Over the weekend, the House passed a continuing resolution that would keep the government funded through mid-December but would delay the implementation of the Affordable Care Act and repeal the medical devices tax within the law which helps fund it. Speaker of the House John Boehner (R-OH), in a joint statement with other House Republican leaders, on Saturday said, “We will do our job and sent this bill over, and then it’s up to the Senate to pass it and stop a government shutdown.” Senate Democrats expressed weariness and frustration at the House-passed bill. “The House position, which is basically the same one that they sent us the last time, is going to be rejected again,” Senate Majority Whip Dick Durbin (D-IL) said in a Sunday interview. Senate Majority Leader Harry Reid (D-NV) also made clear the Senate would reject any attempt by House Republicans to defund the ACA, saying, “To be absolutely clear, the Senate will reject both the one-year delay of the Affordable Care Act and the repeal of the medical device tax.” He put the onus on House Republicans, saying they “must decide whether to pass the Senate’s clean CR, or force a Republican government shutdown.” Senator Tom Harkin was more blunt, saying on Friday in reference to the proposals contained in the House CR, “That’s bullshit.”

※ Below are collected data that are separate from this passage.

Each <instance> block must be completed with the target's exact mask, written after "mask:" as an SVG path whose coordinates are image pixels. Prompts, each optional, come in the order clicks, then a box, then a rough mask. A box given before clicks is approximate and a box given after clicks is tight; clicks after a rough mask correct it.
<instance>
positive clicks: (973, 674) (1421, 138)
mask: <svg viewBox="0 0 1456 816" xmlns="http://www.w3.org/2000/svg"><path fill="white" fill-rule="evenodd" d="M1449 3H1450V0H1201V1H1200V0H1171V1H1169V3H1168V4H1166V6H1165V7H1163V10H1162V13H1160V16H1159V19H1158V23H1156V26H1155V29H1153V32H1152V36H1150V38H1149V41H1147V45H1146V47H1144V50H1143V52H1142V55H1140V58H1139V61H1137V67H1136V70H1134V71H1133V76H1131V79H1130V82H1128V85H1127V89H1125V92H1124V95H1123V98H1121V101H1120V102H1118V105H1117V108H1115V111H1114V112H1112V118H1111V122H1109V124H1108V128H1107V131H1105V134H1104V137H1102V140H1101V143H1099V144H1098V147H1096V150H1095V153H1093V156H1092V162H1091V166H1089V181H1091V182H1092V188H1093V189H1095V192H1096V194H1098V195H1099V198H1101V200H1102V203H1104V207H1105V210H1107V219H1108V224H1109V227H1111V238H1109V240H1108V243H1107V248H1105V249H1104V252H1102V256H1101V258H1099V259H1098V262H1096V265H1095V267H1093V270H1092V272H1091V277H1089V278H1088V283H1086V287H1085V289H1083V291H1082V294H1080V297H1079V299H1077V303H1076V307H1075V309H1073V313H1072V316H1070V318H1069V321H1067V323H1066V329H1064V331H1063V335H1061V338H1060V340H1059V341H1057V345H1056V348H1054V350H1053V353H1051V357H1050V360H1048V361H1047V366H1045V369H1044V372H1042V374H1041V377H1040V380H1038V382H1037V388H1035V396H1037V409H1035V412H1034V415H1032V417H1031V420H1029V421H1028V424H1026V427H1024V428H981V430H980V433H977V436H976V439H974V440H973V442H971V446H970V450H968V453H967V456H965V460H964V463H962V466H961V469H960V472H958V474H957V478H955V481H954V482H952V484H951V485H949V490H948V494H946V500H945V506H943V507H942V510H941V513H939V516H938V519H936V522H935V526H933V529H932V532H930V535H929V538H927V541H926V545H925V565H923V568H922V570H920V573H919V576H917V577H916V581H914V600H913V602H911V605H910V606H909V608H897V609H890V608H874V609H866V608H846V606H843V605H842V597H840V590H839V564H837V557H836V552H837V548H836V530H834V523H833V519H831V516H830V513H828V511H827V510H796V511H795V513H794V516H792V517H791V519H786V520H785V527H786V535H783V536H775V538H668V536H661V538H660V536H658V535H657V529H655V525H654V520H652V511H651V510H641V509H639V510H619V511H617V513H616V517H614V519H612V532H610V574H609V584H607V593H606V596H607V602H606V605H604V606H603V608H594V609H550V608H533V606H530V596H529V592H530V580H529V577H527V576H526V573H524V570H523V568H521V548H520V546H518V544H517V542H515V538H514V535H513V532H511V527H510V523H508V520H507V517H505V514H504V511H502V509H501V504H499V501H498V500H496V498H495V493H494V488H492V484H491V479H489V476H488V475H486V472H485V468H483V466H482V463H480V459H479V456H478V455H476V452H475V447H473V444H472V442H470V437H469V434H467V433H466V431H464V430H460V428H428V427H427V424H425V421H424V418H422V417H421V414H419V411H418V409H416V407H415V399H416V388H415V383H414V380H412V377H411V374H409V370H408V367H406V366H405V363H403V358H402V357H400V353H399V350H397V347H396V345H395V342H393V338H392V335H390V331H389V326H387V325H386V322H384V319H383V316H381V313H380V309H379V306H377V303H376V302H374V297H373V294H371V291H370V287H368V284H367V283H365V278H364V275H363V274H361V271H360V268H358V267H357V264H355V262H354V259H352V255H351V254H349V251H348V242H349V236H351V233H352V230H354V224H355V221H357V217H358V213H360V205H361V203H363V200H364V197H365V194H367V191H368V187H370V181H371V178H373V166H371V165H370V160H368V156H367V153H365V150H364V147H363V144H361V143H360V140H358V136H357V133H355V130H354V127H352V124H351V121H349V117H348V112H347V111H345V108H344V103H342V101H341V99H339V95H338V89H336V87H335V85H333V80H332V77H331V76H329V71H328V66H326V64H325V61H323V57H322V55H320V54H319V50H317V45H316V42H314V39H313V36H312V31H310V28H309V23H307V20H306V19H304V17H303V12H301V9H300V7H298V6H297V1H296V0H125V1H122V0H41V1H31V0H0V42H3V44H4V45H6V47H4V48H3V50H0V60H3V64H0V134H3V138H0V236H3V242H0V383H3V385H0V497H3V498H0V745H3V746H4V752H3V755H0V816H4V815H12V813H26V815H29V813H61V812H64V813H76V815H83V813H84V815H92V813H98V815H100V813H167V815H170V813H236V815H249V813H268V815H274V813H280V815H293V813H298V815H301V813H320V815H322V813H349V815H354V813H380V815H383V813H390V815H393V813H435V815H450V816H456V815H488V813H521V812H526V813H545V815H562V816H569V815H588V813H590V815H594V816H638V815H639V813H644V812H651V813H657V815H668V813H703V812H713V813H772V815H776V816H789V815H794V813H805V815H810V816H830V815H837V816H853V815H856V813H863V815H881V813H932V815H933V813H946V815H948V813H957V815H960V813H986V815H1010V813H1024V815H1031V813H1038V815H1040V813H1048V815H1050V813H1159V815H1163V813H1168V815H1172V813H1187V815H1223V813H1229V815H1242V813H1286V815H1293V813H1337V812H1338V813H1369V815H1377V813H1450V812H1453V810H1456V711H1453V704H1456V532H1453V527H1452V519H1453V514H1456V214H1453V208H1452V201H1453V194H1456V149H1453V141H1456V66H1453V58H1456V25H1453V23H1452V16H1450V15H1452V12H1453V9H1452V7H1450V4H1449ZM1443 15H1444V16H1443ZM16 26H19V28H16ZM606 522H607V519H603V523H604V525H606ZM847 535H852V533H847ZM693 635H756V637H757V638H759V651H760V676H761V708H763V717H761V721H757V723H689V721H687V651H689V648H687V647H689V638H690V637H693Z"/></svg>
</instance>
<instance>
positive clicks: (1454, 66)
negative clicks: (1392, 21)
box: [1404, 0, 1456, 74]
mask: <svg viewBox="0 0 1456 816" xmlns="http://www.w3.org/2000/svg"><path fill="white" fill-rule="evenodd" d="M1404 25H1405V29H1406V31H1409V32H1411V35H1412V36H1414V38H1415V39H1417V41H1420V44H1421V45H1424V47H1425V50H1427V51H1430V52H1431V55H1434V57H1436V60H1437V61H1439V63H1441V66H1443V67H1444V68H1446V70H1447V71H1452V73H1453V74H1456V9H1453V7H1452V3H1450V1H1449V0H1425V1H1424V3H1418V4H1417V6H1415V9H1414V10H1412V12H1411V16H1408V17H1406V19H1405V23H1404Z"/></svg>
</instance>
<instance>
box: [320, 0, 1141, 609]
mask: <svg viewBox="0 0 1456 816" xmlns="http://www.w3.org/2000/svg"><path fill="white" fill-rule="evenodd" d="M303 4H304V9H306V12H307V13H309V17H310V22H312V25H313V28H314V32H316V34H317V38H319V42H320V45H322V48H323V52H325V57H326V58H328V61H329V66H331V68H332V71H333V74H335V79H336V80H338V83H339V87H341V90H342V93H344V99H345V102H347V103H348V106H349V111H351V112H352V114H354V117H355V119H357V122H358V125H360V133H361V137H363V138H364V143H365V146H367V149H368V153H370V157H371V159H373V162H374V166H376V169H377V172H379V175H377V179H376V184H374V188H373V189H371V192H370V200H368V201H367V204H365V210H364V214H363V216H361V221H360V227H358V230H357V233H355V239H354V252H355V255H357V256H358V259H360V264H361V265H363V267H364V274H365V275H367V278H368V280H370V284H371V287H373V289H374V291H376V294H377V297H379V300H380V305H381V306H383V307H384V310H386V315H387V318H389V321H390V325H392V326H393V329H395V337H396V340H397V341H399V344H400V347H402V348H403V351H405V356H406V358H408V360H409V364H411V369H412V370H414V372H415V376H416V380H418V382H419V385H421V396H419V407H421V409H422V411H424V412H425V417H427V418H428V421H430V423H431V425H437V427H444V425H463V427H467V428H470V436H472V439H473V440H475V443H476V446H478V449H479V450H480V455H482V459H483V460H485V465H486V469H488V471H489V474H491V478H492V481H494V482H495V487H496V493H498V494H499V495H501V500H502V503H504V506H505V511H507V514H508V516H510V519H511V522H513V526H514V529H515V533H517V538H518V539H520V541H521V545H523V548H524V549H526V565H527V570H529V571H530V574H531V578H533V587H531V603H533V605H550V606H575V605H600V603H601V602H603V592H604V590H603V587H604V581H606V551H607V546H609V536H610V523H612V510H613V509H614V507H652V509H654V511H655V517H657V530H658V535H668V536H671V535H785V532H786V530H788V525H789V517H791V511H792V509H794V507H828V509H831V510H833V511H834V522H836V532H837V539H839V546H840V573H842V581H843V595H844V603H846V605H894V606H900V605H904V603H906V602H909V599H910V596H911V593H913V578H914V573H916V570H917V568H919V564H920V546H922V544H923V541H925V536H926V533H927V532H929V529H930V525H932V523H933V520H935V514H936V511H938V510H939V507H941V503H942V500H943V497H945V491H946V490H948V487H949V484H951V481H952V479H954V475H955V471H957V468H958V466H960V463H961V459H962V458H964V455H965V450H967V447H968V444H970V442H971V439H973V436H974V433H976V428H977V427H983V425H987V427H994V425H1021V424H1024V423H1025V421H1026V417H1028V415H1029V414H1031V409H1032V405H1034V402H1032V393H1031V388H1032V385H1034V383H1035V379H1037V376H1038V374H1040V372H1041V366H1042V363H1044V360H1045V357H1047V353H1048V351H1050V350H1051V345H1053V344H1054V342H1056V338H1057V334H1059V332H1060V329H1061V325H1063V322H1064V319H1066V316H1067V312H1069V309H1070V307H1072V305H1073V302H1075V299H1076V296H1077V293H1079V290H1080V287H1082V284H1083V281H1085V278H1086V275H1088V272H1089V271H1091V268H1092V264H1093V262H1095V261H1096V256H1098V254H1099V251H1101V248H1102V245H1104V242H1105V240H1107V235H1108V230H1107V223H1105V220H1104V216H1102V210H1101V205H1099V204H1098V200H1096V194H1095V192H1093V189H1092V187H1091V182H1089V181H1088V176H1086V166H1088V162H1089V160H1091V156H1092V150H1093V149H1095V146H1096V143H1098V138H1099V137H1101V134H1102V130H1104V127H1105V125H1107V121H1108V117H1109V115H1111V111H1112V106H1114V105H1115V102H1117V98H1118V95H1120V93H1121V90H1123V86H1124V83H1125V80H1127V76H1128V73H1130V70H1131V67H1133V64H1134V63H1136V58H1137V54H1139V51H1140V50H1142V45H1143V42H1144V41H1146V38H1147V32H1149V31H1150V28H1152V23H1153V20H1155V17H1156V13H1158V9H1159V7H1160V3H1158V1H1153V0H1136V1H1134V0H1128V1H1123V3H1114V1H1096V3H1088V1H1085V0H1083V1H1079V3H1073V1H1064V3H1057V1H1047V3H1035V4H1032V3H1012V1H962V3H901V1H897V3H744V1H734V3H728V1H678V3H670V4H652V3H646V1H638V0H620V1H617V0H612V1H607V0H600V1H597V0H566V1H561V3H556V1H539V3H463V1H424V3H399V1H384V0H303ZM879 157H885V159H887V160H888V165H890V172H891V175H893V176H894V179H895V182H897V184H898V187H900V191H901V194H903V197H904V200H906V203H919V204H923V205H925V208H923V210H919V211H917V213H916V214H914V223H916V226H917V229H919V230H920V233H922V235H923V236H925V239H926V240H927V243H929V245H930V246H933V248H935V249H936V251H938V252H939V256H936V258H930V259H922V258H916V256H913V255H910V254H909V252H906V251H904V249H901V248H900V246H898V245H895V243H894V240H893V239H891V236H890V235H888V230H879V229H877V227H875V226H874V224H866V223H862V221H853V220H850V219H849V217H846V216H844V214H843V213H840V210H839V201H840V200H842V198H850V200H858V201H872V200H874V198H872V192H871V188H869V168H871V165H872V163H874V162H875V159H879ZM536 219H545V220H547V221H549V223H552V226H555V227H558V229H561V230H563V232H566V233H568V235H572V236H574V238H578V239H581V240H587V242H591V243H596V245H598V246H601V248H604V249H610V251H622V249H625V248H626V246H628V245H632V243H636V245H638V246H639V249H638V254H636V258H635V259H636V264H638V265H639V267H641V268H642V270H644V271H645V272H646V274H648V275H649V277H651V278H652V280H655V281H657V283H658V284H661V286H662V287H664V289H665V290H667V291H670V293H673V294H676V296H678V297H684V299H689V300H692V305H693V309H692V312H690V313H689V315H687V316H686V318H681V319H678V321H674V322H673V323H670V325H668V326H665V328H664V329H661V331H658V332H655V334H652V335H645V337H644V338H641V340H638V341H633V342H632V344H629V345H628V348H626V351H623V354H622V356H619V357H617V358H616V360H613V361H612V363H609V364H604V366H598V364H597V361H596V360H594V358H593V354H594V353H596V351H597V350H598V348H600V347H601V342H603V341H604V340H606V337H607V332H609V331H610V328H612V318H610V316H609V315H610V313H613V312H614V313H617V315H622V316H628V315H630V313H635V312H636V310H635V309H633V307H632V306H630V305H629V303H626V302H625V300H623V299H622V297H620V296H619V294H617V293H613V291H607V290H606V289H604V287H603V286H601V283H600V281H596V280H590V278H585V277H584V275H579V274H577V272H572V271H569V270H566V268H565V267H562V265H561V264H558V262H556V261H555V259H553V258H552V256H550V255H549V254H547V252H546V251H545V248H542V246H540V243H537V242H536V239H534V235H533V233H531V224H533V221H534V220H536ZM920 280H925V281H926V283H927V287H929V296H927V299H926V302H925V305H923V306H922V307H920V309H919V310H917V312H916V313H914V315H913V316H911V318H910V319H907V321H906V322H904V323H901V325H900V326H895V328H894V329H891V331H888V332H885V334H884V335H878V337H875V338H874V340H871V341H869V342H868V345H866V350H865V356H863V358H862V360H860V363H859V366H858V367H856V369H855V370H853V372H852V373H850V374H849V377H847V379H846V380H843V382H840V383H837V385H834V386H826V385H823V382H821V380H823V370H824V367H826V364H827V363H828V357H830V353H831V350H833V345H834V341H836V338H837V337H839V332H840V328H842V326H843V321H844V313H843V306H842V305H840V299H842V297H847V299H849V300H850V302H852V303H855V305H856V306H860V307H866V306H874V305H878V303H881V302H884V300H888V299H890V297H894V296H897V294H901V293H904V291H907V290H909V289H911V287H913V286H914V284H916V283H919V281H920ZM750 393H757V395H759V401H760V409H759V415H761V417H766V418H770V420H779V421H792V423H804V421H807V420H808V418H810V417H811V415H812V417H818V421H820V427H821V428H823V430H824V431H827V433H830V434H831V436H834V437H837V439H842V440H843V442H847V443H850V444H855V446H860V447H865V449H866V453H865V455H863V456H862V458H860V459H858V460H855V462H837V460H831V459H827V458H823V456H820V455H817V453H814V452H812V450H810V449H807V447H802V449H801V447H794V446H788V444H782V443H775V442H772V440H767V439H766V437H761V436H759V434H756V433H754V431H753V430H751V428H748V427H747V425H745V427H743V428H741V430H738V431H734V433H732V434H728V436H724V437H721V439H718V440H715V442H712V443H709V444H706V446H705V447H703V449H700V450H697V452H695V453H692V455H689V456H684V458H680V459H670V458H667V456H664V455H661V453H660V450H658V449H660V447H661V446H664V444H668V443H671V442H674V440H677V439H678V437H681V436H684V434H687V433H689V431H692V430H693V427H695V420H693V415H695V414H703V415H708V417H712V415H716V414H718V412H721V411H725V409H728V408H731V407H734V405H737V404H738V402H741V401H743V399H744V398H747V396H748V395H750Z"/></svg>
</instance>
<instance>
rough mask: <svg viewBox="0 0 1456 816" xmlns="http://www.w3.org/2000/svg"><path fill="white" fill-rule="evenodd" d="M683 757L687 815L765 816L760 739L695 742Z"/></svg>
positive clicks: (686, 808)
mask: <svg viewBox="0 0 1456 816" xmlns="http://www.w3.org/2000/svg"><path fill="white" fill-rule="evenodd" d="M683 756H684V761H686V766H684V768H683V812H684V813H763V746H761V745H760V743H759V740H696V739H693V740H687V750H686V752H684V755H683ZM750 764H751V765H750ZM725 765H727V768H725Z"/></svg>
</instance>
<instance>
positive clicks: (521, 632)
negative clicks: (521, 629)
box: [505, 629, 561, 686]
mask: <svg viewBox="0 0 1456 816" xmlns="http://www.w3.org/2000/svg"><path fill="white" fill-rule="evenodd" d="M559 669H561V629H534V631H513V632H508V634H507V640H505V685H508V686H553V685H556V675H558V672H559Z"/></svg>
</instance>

With the Senate poised to reject the House proposal today, a government shutdown beginning at midnight Monday becomes increasingly likely. The shutdown would affect an estimated 800,000 federal employees. Those employees who are designated “essential” would still report to work, but non-essential workers would be furloughed through the shutdown. Many agencies have already notified their employees of the process within the agency if a shutdown happens. Treasury Secretary Jack Lew has said that the “extraordinary measures” available to the Treasury to continue to pay debt absent borrowing additional money will be exhausted by October 17. At that point, the United States will start defaulting on its loans.